23/04/2014 11:47 EDT | Actualisé 23/06/2014 05:12 EDT

RIO DE JANEIRO - La mère d'un jeune homme dont le décès a provoqué des affrontements dans une favela de Rio de Janeiro, près d'une importante installation olympique, a blâmé les autorités policières pour la mort de son fils.

Dans une déclaration au portail Internet G1, Maria de Fatima da Silva a dit croire que des policiers ont tué son fils, Douglas Rafael da Silva Pereira, dont le corps a été trouvé mardi dans la favela de Pavao-Pavaozinho.

Cette favela se trouve située entre les réputées plages de Copacabana et d'Ipanema, et à peine à quelques centaines de mètres du site des compétitions de natation en vue des Jeux olympiques d'été de 2016. La favela a été le théâtre d'une flambée de violence, tard mardi, après le meurtre de l'homme, un résidant bien connu. M. da Silva était un personnage bien connu de la communauté, notamment parce qu'il participait comme danseur à une émission télévisée par le réseau Globo.

Selon un communiqué des autorités policières, un autre homme, Edison da Silva dos Santos, a été tué lors des affrontements nocturnes. Selon certains médias, ce dernier, un homme âgé dans la vingtaine, tout comme Douglas Rafael da Silva Pereira, aurait été mortellement atteint d'une balle à la tête.

Citant la mère de M. Pereira, le reportage du portail G1 mentionne que le jeune homme a succombé à une chute. Cependant, Mme Silva affirme que des avocats l'ont aidée à obtenir une copie du rapport d'autopsie, qui montrerait que le corps présente une perforation qui ne correspond pas au rapport de la police. G1, le portail internet du réseau Globo, a plus tard publié un reportage citant un expert en autopsies, selon qui la blessure décrite dans le rapport d'autopsie s'apparente davantage à une blessure par balle.
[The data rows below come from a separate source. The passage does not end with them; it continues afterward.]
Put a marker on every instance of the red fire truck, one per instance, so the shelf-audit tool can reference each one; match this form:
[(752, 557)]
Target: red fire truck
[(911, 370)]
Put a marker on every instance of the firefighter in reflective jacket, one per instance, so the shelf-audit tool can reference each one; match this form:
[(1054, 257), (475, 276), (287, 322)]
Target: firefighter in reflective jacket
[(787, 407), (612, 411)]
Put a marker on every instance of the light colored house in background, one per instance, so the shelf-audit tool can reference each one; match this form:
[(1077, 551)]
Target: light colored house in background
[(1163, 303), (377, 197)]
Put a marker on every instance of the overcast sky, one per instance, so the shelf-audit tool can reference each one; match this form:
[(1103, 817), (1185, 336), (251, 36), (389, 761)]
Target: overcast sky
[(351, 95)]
Une porte-parole de la police de Rio de Janeiro a refusé de commenter les reportages, se contentant de dire qu'une enquête avait été lancée. Dans un communiqué, les autorités policières ont plus tard indiqué que les officiers, les témoins et les membres des deux familles ont présenté des déclarations dans le cadre de l'enquête, à laquelle participaient aussi des membres de la section des homicides.

«Les enquêteurs attendent toujours les résultats des autopsies avant de se prononcer sur la cause des décès», mentionne le communiqué.

La police brésilienne a lancé, en 2008, un ambitieux programme de pacification de favelas fréquemment contrôlés par des narcotraficants, avant la tenue de la Coupe du monde cette année et des Olympiques dans deux ans.